The floor prices of CryptoPunks and Bored Ape Yacht Club dropped by nearly 8% and 7% respectively over the last 24 hours, per CoinGecko data. Nansen’s Blue Chip 10 index of the top 10 NFT collections has dropped 31% year-to-date.

In recent weeks, the Bored Ape Yacht Club has sustained sharper losses, with the “floor price”—or the cheapest listed NFT on a secondary marketplace—falling nearly 19% over the last 30 days when measured in ETH. A Bored Ape starts at 36.4 ETH, or about $68,200.

That’s the lowest Bored Ape floor price, in ETH terms, measured by NFT Price Floor since November 2021, when the project was just taking flight. Meanwhile, Mutant Ape Yacht Club prices are down 26% in ETH terms over the past 30 days, now starting at 7 ETH or $13,150. CryptoPunks prices have fallen less than 3% in the same timeframe.

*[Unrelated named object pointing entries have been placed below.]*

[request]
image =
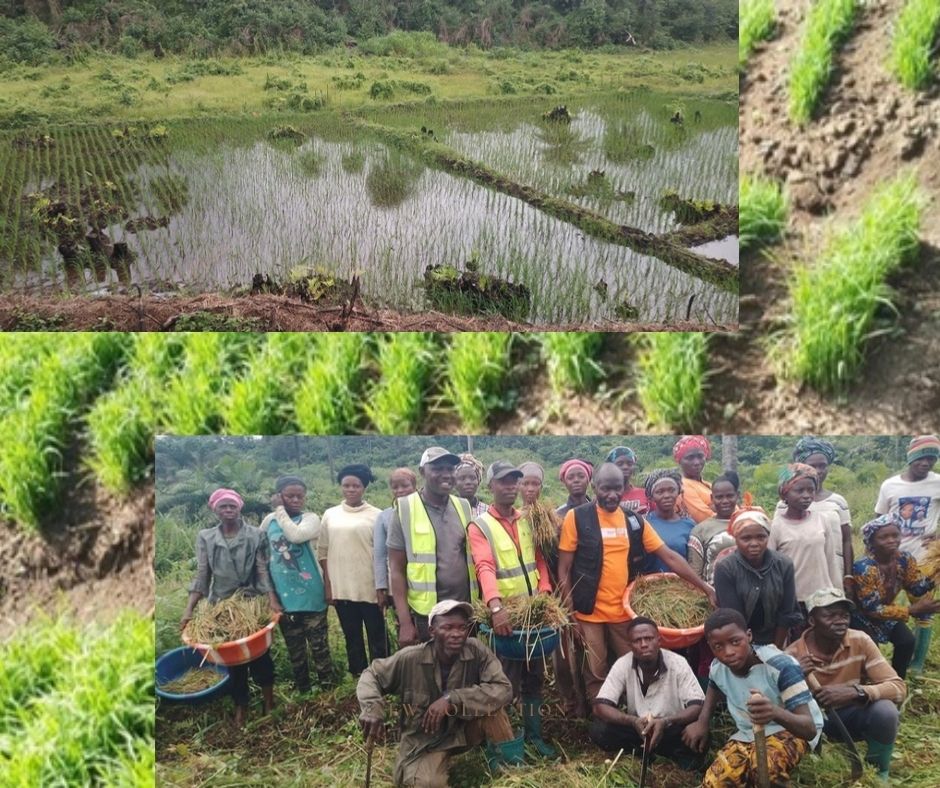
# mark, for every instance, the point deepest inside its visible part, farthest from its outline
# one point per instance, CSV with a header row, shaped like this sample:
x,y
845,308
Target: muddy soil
x,y
867,130
92,563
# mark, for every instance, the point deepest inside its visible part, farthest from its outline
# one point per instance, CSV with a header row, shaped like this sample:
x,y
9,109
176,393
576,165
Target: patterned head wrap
x,y
620,451
810,445
467,460
689,443
874,526
653,479
222,495
532,469
793,473
287,481
569,464
923,446
749,515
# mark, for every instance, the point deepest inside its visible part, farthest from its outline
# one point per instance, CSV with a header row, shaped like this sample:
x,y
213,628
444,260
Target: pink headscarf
x,y
569,464
224,494
689,443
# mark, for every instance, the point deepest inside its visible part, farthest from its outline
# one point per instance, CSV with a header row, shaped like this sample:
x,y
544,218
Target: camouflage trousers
x,y
303,630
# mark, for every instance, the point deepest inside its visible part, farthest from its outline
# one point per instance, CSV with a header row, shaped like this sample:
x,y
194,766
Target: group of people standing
x,y
786,577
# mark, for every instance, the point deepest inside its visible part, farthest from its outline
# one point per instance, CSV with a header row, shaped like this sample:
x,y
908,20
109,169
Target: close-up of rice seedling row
x,y
835,299
828,25
756,23
913,44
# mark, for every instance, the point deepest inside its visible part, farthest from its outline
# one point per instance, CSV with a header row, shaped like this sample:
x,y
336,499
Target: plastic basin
x,y
669,638
237,652
173,664
523,644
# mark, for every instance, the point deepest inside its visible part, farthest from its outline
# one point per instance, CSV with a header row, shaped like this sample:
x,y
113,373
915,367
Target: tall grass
x,y
756,23
570,357
763,211
911,45
82,712
827,26
835,298
395,402
477,364
671,382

The Bored Ape price floor peaked at 152 ETH in April 2022—which was worth $429,000 at the time—just before the drop of NFT-based land for creator Yuga Labs' Otherside metaverse game. The NFT market has broadly lost momentum since then, although Ape prices have fallen harder than some other notable projects in the space.

Blur’s impact?

Some NFT traders believe that the main factor in the floor price crash is the influence of the leading NFT marketplace Blur on trading and lending volumes.

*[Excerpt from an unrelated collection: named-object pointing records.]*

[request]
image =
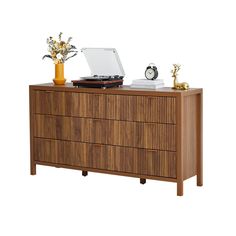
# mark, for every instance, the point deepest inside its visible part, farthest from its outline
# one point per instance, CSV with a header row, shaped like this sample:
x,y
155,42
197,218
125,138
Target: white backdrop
x,y
200,35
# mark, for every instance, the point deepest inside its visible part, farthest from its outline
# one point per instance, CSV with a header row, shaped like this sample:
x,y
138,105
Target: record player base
x,y
147,134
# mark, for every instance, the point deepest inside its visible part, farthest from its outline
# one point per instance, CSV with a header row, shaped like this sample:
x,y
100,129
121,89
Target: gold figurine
x,y
179,86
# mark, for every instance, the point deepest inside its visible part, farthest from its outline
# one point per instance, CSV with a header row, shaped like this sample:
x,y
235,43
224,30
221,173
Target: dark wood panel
x,y
115,107
124,90
113,158
120,133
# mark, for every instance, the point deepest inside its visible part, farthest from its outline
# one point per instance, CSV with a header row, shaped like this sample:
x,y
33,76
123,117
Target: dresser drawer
x,y
114,107
120,133
105,157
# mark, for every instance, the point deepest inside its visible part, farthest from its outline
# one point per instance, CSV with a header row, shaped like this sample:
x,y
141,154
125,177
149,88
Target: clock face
x,y
150,73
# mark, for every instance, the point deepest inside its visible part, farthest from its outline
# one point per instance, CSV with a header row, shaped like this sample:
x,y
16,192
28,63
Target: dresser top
x,y
125,89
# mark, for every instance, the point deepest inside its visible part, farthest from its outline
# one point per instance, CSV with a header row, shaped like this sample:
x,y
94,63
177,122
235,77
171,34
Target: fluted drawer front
x,y
121,133
114,158
114,107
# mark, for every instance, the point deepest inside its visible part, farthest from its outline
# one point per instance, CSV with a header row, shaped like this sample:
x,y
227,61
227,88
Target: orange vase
x,y
59,74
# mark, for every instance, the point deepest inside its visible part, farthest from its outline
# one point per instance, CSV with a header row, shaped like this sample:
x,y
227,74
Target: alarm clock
x,y
151,72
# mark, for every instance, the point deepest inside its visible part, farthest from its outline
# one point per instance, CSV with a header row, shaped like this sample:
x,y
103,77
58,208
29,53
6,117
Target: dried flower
x,y
60,51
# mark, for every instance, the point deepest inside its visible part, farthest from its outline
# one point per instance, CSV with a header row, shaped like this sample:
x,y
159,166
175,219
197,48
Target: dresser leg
x,y
142,181
33,168
180,188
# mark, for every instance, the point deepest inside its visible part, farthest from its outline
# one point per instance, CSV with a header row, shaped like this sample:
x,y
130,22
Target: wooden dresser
x,y
132,132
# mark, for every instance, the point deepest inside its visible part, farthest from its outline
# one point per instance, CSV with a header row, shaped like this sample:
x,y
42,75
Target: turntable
x,y
105,66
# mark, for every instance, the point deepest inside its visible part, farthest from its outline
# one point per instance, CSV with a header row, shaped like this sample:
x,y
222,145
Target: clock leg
x,y
180,188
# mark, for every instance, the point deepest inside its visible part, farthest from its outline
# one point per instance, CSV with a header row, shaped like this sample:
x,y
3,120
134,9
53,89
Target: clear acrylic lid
x,y
103,61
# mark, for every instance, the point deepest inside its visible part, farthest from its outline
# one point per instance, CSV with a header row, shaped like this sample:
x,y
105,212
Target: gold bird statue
x,y
179,86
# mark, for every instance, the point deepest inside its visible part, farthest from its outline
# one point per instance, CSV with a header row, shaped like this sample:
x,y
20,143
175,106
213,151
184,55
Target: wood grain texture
x,y
189,136
149,134
115,107
124,90
179,146
199,139
120,133
113,158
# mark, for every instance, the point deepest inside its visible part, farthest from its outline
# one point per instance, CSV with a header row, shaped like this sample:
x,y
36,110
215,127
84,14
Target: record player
x,y
106,69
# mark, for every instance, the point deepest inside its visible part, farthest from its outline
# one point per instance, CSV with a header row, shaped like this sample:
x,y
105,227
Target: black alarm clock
x,y
151,72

Data from crypto analytics firm Nansen shows that NFT trading volume has declined considerably over the last two months. The adverse effects of Blur on NFT trading volumes and prices were first seen towards the end of April, about two months following the first allocation of the Blur token airdrop that helped the marketplace overtake OpenSea.

Recent NFT trading volume data. Image: Nansen

The decline in NFT trading volumes since May can likely be attributed to the end of doubled trading rewards on the Blur marketplace.

Notable pseudonymous trader and Wumbo Labs co-founder Cirrus pointed out that traders are also letting their NFTs sell for knock-down prices in order to maintain a high trading volume to farm more tokens on Blur, further suppressing floor prices.

On May 1, Blur launched its NFT lending platform Blend, which quickly attracted significant volumes as users rushed to farm BLUR tokens. According to a Dune dashboard by pseudonymous developer Beetle, the total amount of loan volume on Blend has surged to $929 million to date, dominating over 95% of the NFT lending space.

The founder of DeFi analytics platform DeFiLlama, 0xngmi, wrote in a tweet that Blur rewards incentivized users to “churn loans as much as possible, inflating loan volume by a lot.”

The loans also add liquidation risk in the market, which can push their prices down. For instance, Cirrus highlighted a risky leveraged position on Blend worth over $2 million, backed by 32 Bored Ape NFTs as collateral. Cirrus wrote that the user has already incurred losses of around 100 ETH from the loans, which they used to “keep farming Blur.”